Releases: naturalis/barcode-constrained-phylogeny
Releases · naturalis/barcode-constrained-phylogeny
v1.2.0
v1.0.0 - Monkeys
This release is the first end-to-end implementation of the pipeline. It is made available here for reference purposes but most not be used in production settings. It has at least the following issues:
- BIN representatives are selected by their total length. This means that sequences that span multiple markers 'win', even if they have missing data within the focal marker. Instead, the longest complete sequence within the marker should be selected. The same is true for the clade-level exemplars.

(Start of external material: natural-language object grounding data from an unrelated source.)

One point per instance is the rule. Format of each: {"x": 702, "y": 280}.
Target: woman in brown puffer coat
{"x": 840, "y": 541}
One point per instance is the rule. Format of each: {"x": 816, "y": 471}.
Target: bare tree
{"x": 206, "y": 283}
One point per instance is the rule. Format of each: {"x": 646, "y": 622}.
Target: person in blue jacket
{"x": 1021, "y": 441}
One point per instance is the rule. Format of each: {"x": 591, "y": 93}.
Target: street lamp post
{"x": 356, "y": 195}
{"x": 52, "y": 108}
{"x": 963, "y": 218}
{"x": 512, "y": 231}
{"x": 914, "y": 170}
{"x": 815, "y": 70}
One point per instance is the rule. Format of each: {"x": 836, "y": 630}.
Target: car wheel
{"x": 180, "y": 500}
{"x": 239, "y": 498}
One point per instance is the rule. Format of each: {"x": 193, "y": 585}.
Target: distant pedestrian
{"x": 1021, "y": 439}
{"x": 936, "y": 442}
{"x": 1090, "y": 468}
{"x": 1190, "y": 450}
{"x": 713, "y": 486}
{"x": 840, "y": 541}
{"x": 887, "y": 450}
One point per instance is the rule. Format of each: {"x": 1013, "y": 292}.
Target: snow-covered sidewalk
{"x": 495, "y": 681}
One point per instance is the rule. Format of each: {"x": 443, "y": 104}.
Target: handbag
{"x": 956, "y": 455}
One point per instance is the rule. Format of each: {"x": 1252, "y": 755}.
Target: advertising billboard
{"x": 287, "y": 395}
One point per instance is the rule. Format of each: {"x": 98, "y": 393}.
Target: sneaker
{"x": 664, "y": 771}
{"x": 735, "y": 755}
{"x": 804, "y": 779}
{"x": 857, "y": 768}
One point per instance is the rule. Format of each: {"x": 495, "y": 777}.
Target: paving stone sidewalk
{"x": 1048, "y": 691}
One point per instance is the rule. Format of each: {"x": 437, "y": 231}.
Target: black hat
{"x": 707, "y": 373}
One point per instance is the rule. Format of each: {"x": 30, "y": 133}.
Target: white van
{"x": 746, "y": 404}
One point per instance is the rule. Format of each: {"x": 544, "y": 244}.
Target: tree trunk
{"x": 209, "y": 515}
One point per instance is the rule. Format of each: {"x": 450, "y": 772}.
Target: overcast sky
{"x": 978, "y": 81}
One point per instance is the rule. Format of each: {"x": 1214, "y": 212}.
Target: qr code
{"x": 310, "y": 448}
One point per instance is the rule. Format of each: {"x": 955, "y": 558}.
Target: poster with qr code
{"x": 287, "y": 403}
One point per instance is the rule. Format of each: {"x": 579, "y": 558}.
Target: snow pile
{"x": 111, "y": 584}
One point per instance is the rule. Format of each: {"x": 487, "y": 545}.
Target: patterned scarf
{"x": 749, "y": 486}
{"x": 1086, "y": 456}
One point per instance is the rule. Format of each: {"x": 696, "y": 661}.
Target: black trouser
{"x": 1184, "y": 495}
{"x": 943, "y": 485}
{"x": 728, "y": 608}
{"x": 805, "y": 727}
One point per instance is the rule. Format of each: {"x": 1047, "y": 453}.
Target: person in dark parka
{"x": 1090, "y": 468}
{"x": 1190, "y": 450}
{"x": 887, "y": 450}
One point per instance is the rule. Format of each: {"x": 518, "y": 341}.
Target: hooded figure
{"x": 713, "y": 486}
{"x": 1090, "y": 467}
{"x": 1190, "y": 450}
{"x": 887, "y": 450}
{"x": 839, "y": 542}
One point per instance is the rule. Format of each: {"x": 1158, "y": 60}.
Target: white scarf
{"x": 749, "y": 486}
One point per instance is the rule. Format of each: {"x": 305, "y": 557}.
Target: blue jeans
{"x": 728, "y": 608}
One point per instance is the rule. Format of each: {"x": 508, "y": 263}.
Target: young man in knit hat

- When clade-level outgroups are selected that end up being placed inside the ingroup, raxml-ng fails to root the resulting tree. Possibly this can be addressed with the
reroot_backbone.py
script, but perhaps the whole business can be avoided by doing phylogenetic placement followed by branch length optimization, as per this issue. - We currently select the 'shallowest' exemplars, but this seems to produce suboptimal branch lengths as this leads to most of the backbone changes leading to the clade being placed as symplesiomorphies, i.e. a long basal branch. Subsequently grafting the clade on top of that leads to 'tall' clades. Maybe use 'tallest' exemplars instead? Or 'most average'? More discussion in this issue.
- The number of families that go into the pipeline needs to be specified ahead of time. Parallelization is based on this and it helps create the DAG. However, this means having to know things that only become knowable once the SQLite database is populated. Maybe
dynamic()
can be used? Maybescattergather.split
can be updated? - Logs are produced in large numbers in the parallelized steps. This is messy, so a subfolder for those steps would be better. Also, the logs are currently in an unparseable (at least, by pycharm) format, so the configuration of
logging
needs to be updated to conform to a more standard format. - There are no tests of any kind. It is supposedly possible to generate these after running the pipeline (this needs to be investigated). The presence of tests is a requirement for submission to WorkFlowHub.
- The final tree only has process IDs at its tip. It would be nice if these (and ideally also interior nodes) were annotated with taxon names, BIN numbers, and OpenTree taxon IDs.
- It should also be possible to filter on country instead of taxonomy, so that we can produce the area phylogeny (e.g. of The Netherlands).